The FSA is reviewing how local authorities and port health authorities carry out activities to monitor and secure business compliance with food and feed law. These activities are collectively known as ‘official controls’.
Official controls for food and feed are currently delivered through a variety of means and these delivery responsibilities vary across the four countries of the UK. The FSA needs to be assured that the delivery structure for these controls throughout the UK is appropriate and that competent authorities (CAs) are effectively identifying and addressing food business operator non-compliance in a manner that is proportionate to risk and in accordance with defined standards of delivery.
The review will evaluate how the effectiveness of the current delivery model. The outcomes will be used to consider the scope for making improvements. Further information on the review can be found on: OCR Review.
The research with local authority staff was conducted via an online forum, which was open for discussions across three waves, and sought to:
- explore how local authority staff see the role of the FSA and local authorities in delivering official controls, and how the FSA should work with local authorities when issues arise
- understand their views and concerns about the current system and priorities for the delivery of official controls
- provide practical, current professional knowledge and expertise to inform decision making and assist in developing workable options to improve the delivery of official controls
- measure reactions to potential changes to provide an understanding of the practical implications of change, including any barriers to change
- explore whether the outputs of the review are seen as a positive direction for official controls delivery
- inform discussions at the consumer forum sessions
The consumer research was conducted across three waves via six online forums in different UK locations , and sought to:
- explore how consumers see the role of the FSA and local authorities in delivery of official controls, and how the FSA should work with local authorities when issues arise
- understand the expectations, needs and interest of consumers in relation to official control delivery and food business compliance
- explore views and concerns about the current system and understand consumer priorities for the delivery of official controls
- measure reactions to potential changes to provide an understanding of the impact on consumers in terms of their trust in the system, consumer behaviour, and industry and regulator practice
Local authority staff described wide-ranging approaches to the delivery of official controls. Different ways of working were primarily related to how resources had been (re)allocated in the context of increasing budget pressures facing local authorities. This resulted in different approaches to minimising inputs and maximising the efficiency of work carried out, and working with partner organisations to share work or knowledge.
Variations in delivering official controls were also linked to the different contexts in which Environmental Health (, Trading Standards and Port Health departments operated. A more standardised approach to delivery and ways of working was identified in Scotland, Wales and Northern Ireland in compared to English authorities, whose experience and perceptions were more variable; particularly, amongst two-tier authorities.
Participants’ views and concerns about the current system focused on four broad areas: barriers to delivery; protecting the role of food safety within local authorities; monitoring delivery of official controls; and local authority relationships with the FSA.
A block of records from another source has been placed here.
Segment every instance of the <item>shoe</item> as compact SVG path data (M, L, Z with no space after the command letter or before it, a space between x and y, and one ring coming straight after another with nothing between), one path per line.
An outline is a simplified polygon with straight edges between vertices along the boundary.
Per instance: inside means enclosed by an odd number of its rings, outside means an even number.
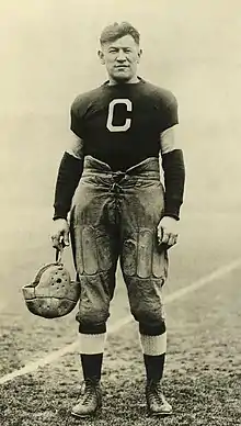
M165 400L160 381L149 380L146 385L147 408L149 415L169 416L172 414L172 406Z
M84 391L78 403L72 407L71 414L74 417L89 417L101 408L102 391L100 381L95 379L87 379L84 381Z

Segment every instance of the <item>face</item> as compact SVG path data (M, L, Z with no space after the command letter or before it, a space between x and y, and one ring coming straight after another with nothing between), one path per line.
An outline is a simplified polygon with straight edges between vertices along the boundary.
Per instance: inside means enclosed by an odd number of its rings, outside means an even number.
M99 56L106 67L111 83L133 82L137 79L141 51L131 35L105 43Z

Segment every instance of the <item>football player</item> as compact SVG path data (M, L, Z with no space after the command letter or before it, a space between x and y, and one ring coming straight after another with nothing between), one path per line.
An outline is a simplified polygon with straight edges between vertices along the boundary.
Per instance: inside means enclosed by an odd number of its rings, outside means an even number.
M175 144L177 103L172 92L138 76L142 52L131 24L105 27L100 46L108 79L71 105L72 141L59 166L54 203L53 246L60 248L61 239L69 245L70 233L81 283L77 320L85 388L72 415L87 417L102 405L102 360L118 259L139 324L147 407L151 415L169 415L172 407L162 391L162 287L167 251L177 240L185 180L183 153Z

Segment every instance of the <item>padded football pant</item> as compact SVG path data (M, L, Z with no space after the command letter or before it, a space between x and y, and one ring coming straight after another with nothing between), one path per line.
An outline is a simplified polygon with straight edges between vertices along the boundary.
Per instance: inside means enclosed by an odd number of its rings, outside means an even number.
M114 172L108 165L85 157L70 216L73 260L81 283L80 333L105 332L119 259L131 314L141 333L159 334L168 274L167 250L157 239L163 203L158 158Z

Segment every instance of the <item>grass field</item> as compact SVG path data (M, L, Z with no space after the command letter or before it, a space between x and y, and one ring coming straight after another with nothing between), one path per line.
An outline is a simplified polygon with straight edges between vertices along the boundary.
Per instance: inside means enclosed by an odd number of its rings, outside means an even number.
M180 101L187 184L164 289L170 301L164 389L174 414L146 415L137 325L120 326L129 310L118 271L110 329L118 327L106 345L104 406L99 418L84 423L240 425L240 4L105 0L102 7L96 0L0 5L0 425L81 424L69 416L82 381L77 349L30 373L9 380L7 374L41 365L77 339L74 312L53 321L35 317L21 287L54 256L53 190L68 138L68 105L104 78L96 37L105 23L119 19L141 31L141 75L171 88ZM65 259L72 270L70 251ZM199 280L203 287L182 296L181 289Z

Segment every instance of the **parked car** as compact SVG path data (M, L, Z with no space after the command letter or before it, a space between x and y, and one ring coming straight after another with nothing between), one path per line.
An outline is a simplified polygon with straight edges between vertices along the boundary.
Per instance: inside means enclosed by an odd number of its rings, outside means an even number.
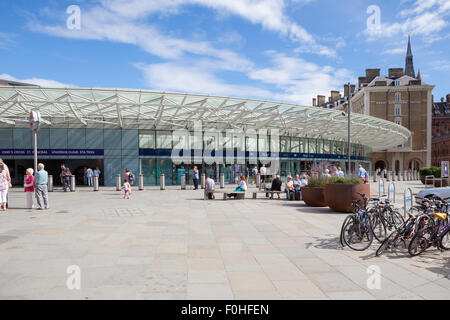
M423 189L416 195L416 202L420 204L422 199L431 197L438 197L450 203L450 187Z

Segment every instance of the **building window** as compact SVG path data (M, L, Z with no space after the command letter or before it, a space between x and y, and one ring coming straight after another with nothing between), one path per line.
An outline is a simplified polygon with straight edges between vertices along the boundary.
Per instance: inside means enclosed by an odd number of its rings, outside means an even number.
M155 149L155 131L139 132L139 148Z
M156 148L172 149L172 131L156 132Z

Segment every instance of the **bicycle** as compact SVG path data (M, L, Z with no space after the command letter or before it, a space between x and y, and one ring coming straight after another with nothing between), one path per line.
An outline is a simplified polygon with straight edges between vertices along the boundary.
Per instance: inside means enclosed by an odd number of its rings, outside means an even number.
M372 244L374 233L371 224L372 218L367 211L369 199L365 194L358 194L363 198L363 205L359 205L361 200L352 201L350 210L353 213L348 215L342 224L340 241L343 247L347 245L353 250L364 251Z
Overall, consumers have limited engagement and awareness of the delivery of official controls. Once learning more about the current system of delivery controls, they recognised the complexities of official controls and the need for local authorities to make difficult decisions around resource allocation. However, at the same time consumers have unrealistic expectations regarding risk and assume that their safety is guaranteed by the current official controls in place. The implication for the FSA is that they have a fundamental role in providing accountability and oversight through both overseeing local authority delivery of official controls and by protecting consumers interest and values.